Woman sought asylum in Norway after threats from Brazil’s presidential candidate

Jair Bolsonaro (AP Photo/Eraldo Peres, File)

The ex-wife of Jair Bolsonaro, a right-wing presidential candidate in Brazil, applied  for asylum in Norway after threats from Bolsonaro, according to the Folha de São Paulo newspaper.

 

The newspaper claims to have access to a document from Brazil’s Foreign Ministry in which it appears that Ana Cristina Valle was exposed to Bolsonaro’s death threats in 2011 while fighting for the parental rights of their 12-year-old son.

As a result of the threat, she left the country while applying for asylum in Norway. Brazil’s then ambassador to Norway has confirmed the information to the newspaper.

Good father and husband

Valle herself rejects, in a video posted on Instagram, that her ex-husband had been threatening her.

“I was very upset to have to deny this dirty story,” she said in the video she released after the newspaper referred the matter.

‘’Bolsonaro is loved by me and by everyone else. He is a good father and once was a good husband.

She did not comment on the authenticity of the document the newspaper referred to.

Valle is up for a seat in the Rio de Janeiro congress and uses Bolsonaro’s last name in the campaign.

The Left takes the lead

Bolsonaro is still in hospital after he was stabbed on September the 6th during a poll in northern Rio de Janeiro. He has been criticised for what are referred to as racist, misoginist and homophobic eruptions. He has also stated that he does not believe in man-made climate change.

In a survey conducted by the Ibope Institute, it appears that 50% of the women asked did not want to vote for Bolsonaro.
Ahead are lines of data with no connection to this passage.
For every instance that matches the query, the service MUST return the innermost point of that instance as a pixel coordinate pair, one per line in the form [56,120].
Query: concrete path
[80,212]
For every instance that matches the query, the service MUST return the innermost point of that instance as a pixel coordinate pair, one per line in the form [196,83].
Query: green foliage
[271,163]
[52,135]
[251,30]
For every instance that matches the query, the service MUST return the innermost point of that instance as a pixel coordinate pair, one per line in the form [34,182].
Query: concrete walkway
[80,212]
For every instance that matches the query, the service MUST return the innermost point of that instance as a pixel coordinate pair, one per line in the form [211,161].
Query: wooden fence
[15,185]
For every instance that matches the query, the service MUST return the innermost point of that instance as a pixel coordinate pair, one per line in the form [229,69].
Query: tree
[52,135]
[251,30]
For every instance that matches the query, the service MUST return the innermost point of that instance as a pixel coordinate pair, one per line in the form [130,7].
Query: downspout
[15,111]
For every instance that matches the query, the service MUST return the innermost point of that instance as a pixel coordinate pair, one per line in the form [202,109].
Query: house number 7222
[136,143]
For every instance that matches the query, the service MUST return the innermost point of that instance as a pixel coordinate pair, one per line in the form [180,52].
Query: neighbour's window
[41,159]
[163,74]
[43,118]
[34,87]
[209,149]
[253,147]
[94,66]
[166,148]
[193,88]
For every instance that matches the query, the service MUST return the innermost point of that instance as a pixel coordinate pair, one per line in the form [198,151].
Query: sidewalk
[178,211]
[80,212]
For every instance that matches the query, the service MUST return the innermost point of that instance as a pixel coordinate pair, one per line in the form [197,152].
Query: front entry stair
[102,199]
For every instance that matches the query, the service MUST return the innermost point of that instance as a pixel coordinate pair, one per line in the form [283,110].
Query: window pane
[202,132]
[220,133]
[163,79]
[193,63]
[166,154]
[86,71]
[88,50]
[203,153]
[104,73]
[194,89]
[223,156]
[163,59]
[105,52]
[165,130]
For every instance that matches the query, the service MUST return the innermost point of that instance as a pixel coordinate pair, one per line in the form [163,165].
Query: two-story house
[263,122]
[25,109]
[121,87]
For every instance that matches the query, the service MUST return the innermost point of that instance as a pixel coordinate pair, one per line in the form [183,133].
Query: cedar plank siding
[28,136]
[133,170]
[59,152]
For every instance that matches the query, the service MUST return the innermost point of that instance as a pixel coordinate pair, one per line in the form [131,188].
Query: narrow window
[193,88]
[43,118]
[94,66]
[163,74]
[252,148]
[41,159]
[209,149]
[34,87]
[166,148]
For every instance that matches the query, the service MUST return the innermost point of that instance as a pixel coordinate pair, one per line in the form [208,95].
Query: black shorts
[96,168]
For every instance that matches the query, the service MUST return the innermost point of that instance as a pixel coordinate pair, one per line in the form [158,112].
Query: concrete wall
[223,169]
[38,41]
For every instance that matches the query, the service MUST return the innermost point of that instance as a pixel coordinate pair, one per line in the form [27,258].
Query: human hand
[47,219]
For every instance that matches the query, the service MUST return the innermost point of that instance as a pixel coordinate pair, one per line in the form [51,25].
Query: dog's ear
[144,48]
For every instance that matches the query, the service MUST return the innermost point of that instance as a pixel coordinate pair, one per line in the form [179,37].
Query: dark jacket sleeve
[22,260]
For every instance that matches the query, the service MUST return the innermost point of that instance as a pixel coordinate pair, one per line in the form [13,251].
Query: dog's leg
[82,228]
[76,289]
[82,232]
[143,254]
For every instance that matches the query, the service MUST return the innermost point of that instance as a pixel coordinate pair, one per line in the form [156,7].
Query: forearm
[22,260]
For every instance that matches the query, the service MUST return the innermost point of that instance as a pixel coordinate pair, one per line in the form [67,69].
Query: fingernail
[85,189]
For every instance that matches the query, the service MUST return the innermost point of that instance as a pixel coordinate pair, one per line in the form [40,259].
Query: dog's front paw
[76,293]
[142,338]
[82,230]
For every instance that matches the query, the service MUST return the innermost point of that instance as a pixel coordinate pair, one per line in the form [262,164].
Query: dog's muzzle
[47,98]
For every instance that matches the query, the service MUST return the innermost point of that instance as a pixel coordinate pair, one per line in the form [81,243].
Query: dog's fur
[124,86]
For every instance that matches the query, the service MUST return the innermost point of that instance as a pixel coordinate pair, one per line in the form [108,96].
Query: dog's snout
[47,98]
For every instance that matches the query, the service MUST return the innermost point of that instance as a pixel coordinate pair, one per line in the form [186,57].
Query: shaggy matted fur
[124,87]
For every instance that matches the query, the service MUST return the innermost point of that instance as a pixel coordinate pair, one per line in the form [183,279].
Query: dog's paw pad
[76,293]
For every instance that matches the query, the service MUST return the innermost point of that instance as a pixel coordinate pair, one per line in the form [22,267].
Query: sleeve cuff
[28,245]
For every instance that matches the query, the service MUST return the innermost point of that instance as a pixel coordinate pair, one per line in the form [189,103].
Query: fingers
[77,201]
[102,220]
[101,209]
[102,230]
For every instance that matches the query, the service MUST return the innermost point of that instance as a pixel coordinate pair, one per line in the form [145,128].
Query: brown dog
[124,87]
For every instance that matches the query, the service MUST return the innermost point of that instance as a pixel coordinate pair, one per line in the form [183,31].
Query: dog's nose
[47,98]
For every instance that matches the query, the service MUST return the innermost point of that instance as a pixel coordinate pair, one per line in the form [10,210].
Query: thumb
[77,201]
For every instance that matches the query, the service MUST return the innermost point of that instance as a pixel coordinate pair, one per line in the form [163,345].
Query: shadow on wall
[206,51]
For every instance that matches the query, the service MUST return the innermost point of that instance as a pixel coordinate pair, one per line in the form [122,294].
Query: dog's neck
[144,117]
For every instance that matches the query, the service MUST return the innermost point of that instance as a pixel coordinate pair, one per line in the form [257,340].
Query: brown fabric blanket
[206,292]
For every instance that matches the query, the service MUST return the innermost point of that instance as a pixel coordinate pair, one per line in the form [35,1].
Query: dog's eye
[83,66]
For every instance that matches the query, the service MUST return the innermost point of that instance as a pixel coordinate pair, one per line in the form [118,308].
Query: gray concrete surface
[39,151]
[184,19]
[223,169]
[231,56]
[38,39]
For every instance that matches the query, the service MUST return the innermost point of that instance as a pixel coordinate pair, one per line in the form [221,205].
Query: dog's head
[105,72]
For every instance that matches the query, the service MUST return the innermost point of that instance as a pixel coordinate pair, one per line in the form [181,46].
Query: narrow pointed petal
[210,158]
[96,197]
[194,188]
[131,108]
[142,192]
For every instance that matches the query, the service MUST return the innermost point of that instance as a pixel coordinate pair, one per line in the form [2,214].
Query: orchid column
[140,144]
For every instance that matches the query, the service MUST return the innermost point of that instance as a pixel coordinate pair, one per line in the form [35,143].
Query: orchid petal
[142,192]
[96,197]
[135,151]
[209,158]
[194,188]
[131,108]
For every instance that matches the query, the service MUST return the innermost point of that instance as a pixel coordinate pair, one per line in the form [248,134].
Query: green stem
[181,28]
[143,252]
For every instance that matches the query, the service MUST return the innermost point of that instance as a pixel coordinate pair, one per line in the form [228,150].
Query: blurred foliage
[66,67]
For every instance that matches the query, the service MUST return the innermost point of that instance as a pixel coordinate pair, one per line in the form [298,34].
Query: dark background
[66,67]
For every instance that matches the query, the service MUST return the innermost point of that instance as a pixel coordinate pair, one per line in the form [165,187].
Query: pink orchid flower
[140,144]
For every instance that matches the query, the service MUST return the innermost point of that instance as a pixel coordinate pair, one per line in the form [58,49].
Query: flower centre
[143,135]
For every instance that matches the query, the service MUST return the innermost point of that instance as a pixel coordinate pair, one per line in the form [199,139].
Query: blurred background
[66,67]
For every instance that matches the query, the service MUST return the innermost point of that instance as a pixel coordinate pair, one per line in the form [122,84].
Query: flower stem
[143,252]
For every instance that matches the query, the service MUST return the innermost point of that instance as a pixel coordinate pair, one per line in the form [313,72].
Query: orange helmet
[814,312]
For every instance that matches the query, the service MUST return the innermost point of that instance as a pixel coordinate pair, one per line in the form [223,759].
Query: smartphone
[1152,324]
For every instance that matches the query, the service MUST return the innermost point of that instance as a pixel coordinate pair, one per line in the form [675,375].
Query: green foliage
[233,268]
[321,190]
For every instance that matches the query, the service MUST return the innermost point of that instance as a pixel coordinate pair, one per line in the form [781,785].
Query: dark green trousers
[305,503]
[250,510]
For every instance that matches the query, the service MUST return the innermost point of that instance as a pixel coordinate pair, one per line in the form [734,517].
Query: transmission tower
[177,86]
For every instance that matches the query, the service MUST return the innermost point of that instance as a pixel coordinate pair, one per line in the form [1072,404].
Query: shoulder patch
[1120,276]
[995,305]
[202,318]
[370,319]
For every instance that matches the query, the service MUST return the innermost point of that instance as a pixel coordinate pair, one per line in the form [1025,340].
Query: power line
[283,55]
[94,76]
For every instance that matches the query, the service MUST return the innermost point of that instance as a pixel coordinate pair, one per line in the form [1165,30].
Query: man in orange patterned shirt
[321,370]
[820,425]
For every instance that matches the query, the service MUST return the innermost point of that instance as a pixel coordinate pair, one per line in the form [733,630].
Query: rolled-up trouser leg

Brazilian women have also made the topic #nothim,(in Norwegian #ikkehan), which they use in protests against Bolsonaro on social media.

The polls also shows that left-wing candidate, Fernando Haddad, is eating up the lead once enjoyed by Bolsonaro, and are 22% up. Bolsonaro is still favourite, with its 28%,but his lead is significantly smaller than before.

Haddad was appointed as the Brazilian Labour Party’s candidate after the country’s electoral college ruled out the imprisoned president Luiz Inacio Lula da Silva from this year’s election.